AEP to refocus investments on regulated operations, renewables
After taking a $2.3 billion charge to reflect declining values of its coal-fired power plants, American Electric Power (AEP) has announced it will be focusing investments on regulated operations and renewable energy.
AEP says it will invest approximately $17.3 billion over the period 2017 to 2019 in its core regulated operations and contracted renewables. Most of the new spending will be in interstate power-line projects, which are regulated by the government and have consistent profits. AEP management discussed the company’s financial outlook and earnings with analysts during a meeting in New York last week.
“AEP has successfully refocused our business with 97 percent of our forecast earnings coming from our regulated operations. We are in a unique position because we have the ability to fuel solid earnings growth through organic investment in our regulated businesses. That organic growth will provide enhanced reliability for our customers along with stable, positive returns for our shareholders,” said Nicholas K. Akins, AEP chairman, president and chief executive officer.
With the one-time charge, the company posted a third-quarter loss of $765.8 million, compared to a $518.3 million profit during the third-quarter 2015. The charge reflects decreasing value at four coal-fired plants in Ohio which AEP says it will continue to own. The company will be selling at least four coal-fired plants in Ohio and Indiana, including the Gavin plant in Cheshire, the largest coal-fired power plant in Ohio.
Using funds from the sale of its coal-fired plants, AEP says it will spend at least $1 billion on renewable energy projects and businesses. It has formed two subsidiaries in the renewable energy sector, with one company focusing on small-scale wind and solar projects and the other focusing on larger, utility-scale projects.
AEP Onsite Partners will act as a “behind the meter” company, contracting with large public and private sector customers like grocery stores, schools, and hospitals to set up rooftop solar panels.
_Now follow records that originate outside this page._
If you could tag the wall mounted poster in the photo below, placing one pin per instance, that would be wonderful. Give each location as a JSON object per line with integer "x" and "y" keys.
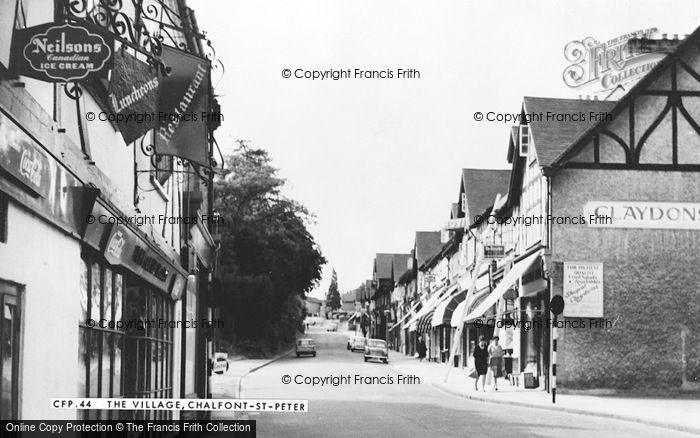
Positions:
{"x": 583, "y": 289}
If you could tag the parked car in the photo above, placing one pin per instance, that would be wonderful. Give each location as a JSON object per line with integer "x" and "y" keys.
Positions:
{"x": 306, "y": 346}
{"x": 376, "y": 349}
{"x": 358, "y": 344}
{"x": 219, "y": 364}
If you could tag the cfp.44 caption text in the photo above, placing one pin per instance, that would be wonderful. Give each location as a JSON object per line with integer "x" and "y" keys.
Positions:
{"x": 348, "y": 379}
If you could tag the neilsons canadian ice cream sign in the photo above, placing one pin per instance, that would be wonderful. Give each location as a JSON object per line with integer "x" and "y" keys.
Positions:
{"x": 602, "y": 66}
{"x": 185, "y": 102}
{"x": 61, "y": 53}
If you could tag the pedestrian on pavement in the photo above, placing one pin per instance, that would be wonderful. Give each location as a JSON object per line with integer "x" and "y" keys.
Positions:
{"x": 481, "y": 363}
{"x": 420, "y": 348}
{"x": 496, "y": 361}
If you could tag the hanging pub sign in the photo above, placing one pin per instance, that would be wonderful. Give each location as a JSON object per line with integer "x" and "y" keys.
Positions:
{"x": 183, "y": 107}
{"x": 134, "y": 90}
{"x": 61, "y": 52}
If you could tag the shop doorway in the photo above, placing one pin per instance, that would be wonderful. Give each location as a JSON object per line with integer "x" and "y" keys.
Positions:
{"x": 10, "y": 349}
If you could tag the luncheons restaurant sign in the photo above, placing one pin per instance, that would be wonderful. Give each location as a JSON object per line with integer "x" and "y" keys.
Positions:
{"x": 634, "y": 214}
{"x": 61, "y": 53}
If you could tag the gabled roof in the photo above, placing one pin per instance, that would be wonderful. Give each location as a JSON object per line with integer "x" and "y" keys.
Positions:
{"x": 382, "y": 265}
{"x": 481, "y": 187}
{"x": 427, "y": 245}
{"x": 551, "y": 137}
{"x": 400, "y": 265}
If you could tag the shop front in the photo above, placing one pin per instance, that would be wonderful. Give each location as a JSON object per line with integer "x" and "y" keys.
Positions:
{"x": 129, "y": 323}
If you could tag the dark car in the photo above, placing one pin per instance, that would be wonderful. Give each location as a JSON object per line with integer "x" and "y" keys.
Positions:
{"x": 376, "y": 349}
{"x": 306, "y": 346}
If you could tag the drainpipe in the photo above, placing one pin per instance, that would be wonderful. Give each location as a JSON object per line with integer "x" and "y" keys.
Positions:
{"x": 550, "y": 287}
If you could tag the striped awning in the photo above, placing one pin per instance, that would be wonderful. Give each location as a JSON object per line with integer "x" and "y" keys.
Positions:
{"x": 508, "y": 280}
{"x": 443, "y": 312}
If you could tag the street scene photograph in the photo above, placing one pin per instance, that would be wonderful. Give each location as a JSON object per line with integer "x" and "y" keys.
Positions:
{"x": 321, "y": 218}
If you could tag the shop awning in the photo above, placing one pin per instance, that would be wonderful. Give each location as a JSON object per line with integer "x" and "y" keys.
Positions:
{"x": 454, "y": 322}
{"x": 511, "y": 277}
{"x": 443, "y": 312}
{"x": 424, "y": 322}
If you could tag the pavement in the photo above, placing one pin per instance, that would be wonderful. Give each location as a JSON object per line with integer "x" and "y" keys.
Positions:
{"x": 678, "y": 414}
{"x": 428, "y": 406}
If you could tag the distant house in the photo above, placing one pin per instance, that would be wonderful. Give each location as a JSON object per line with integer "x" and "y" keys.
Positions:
{"x": 313, "y": 306}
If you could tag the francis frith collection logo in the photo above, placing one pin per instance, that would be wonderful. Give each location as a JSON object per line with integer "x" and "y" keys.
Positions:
{"x": 63, "y": 52}
{"x": 602, "y": 66}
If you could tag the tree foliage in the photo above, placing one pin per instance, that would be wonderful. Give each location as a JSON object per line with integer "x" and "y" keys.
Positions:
{"x": 333, "y": 295}
{"x": 268, "y": 259}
Its target market will be solar projects which emit one to five megawatts of energy, costing between $2 million and $15 million. AEP Renewables will create wind and solar projects whose power output is sold via long-term power purchase agreements to other utilities, cities, and large industrial consumers.
The company called the investment program a “10-year runway of low-risk investment opportunities.” It expects AEP Transmission Holding Co. to become one of the largest subsidiaries by 2019, contributing 90 cents per share to AEP’s total regulated earnings.